Prinsloo’s character Magdaleen has lived through apartheid and seen its demise, but still finds it hard to change the way she speaks. She recounts how she is told off by her children for using words like “Bantu” in 2012, and cannot reconcile the new society with old ways. Now her husband is dead, all she has to remember the times before the 90s is an old sewing machine, to which she is telling this story.

At times, it feels to me like Greeff’s play excuses conservative attitudes, but the complexity of her writing and the tightness of structure means this doesn’t take precedence. Instead, the overriding theme is one of being alone, having lost things which are dear to you. Having lost the way of life she was comfortable with, Magdaleen must learn to cope how to move on in this new world, no matter how little time she has. This is demonstrated by her final altruistic act of giving away her sewing machine to help an AIDS charity, as she recognises she must leave behind her past if she is to have any effect on the future.
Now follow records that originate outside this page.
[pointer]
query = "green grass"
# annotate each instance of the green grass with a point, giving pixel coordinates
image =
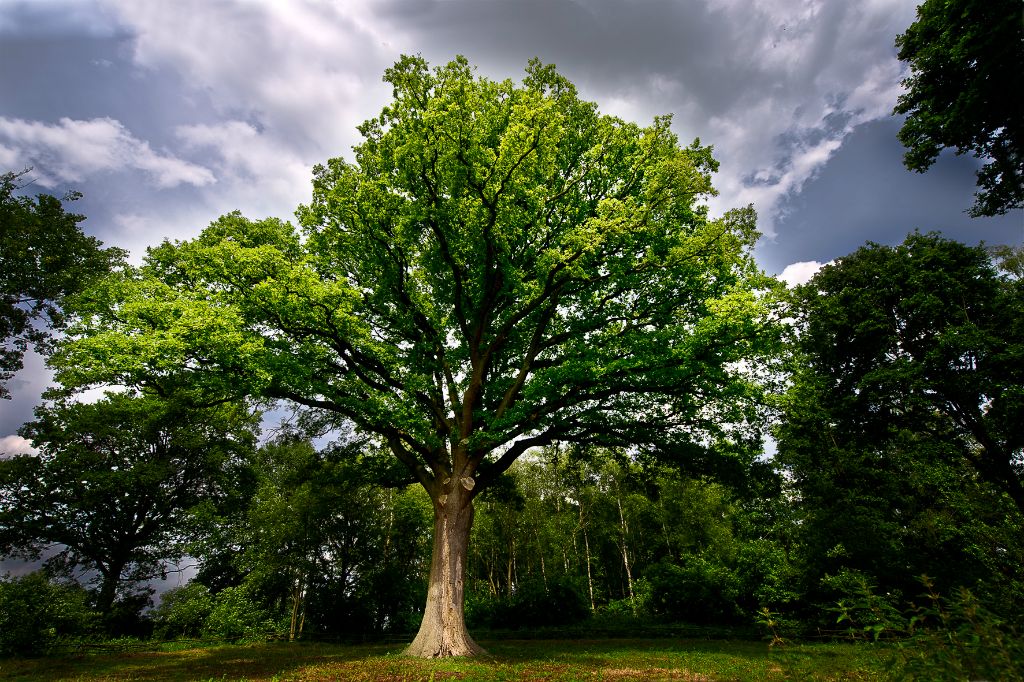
(510, 659)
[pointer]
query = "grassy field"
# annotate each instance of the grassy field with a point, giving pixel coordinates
(509, 659)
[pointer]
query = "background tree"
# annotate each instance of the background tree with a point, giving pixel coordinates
(502, 268)
(901, 429)
(114, 482)
(965, 58)
(44, 257)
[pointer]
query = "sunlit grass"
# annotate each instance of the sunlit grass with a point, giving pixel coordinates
(510, 659)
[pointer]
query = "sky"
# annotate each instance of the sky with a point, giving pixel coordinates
(166, 115)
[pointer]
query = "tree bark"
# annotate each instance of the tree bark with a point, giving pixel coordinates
(442, 631)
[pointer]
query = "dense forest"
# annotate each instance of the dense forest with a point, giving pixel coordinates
(529, 383)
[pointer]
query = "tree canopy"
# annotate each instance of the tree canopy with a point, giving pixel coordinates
(115, 481)
(966, 57)
(45, 257)
(924, 338)
(500, 268)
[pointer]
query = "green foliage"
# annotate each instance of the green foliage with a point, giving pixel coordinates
(37, 612)
(561, 602)
(697, 591)
(115, 484)
(956, 638)
(965, 57)
(900, 429)
(182, 611)
(501, 265)
(45, 258)
(239, 613)
(864, 613)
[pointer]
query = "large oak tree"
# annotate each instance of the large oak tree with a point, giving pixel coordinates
(501, 267)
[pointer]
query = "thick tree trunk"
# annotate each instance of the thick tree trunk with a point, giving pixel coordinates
(442, 632)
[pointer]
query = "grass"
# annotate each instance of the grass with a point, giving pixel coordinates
(616, 659)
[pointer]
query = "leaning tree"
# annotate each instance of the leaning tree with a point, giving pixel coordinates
(501, 267)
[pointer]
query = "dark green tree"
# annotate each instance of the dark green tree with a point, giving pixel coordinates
(901, 428)
(114, 483)
(44, 256)
(963, 92)
(501, 268)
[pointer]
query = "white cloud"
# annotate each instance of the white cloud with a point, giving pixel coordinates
(259, 170)
(304, 71)
(71, 151)
(800, 272)
(15, 444)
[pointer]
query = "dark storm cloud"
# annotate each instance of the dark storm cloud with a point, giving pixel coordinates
(864, 194)
(212, 107)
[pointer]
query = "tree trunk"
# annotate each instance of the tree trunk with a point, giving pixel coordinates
(442, 631)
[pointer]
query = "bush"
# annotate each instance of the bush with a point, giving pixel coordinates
(237, 614)
(698, 591)
(36, 613)
(182, 611)
(532, 605)
(957, 638)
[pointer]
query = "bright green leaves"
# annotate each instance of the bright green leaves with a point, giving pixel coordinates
(501, 264)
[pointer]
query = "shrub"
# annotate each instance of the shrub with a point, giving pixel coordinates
(957, 638)
(534, 605)
(36, 613)
(698, 591)
(237, 613)
(182, 611)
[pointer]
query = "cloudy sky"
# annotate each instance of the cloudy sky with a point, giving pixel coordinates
(169, 114)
Prinsloo’s performance is the best I’ve seen at the Fringe this year. At times utterly charming and others disconcertingly naïve, she portrays a woman at an important stage of her life, experiencing an epitome which will change her view on things. She admits she had to live as a mother and a wife separately, deep in her own personal apartheid, a truly tragic concept which we can all relate to in our personal and public personas. Astonishingly, she builds a rapport with the disembodied voices emanating from the space, as she converses with her past.
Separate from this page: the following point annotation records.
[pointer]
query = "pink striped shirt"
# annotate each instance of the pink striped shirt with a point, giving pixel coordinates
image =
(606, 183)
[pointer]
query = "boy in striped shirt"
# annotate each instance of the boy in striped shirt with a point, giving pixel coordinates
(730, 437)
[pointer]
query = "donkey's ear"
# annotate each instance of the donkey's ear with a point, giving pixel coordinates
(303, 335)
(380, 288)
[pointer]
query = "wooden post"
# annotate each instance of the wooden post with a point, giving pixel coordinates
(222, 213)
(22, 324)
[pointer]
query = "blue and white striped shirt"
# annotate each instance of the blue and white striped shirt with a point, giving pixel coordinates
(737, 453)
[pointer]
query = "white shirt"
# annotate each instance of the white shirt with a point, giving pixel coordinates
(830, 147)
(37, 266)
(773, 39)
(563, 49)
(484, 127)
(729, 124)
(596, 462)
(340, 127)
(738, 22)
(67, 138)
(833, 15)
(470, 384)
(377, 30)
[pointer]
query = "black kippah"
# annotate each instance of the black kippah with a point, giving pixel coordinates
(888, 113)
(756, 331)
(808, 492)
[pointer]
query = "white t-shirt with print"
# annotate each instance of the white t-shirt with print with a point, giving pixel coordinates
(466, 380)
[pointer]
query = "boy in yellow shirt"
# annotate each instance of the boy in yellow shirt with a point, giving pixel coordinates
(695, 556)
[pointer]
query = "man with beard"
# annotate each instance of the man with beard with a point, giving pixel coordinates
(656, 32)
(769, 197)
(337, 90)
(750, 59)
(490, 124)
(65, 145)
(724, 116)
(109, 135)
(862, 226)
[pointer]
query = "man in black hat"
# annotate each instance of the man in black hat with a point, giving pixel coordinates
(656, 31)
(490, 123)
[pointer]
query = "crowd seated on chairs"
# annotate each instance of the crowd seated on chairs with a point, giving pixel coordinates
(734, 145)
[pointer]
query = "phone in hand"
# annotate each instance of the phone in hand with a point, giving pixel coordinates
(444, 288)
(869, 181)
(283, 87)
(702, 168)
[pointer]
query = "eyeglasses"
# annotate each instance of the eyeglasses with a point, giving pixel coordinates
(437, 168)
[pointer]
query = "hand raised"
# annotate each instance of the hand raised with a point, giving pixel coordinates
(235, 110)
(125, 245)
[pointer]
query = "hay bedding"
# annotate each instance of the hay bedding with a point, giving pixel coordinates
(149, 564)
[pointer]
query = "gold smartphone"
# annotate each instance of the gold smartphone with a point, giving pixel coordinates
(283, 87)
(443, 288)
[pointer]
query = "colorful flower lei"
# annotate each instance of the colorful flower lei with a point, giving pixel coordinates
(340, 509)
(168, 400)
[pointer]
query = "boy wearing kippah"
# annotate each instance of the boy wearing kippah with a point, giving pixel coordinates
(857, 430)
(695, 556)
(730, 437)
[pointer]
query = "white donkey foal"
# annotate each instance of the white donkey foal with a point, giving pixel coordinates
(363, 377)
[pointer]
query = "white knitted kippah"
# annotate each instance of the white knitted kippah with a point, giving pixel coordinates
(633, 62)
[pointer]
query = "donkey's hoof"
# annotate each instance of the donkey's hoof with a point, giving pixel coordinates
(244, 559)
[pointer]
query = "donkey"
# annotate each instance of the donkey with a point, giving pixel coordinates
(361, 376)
The Sewing Machine is perhaps a play which will divide audiences along generational lines, but there is no doubting that Prinsloo’s performance is electrifying. Hennie van Greunen’s direction brings to life Greeff’s writing simply but powerfully, focussing on things which hold emotional resonance. Magdaleen’s inner struggle stems directly from post-apartheid events, but the argument she has with herself is no doubt universal.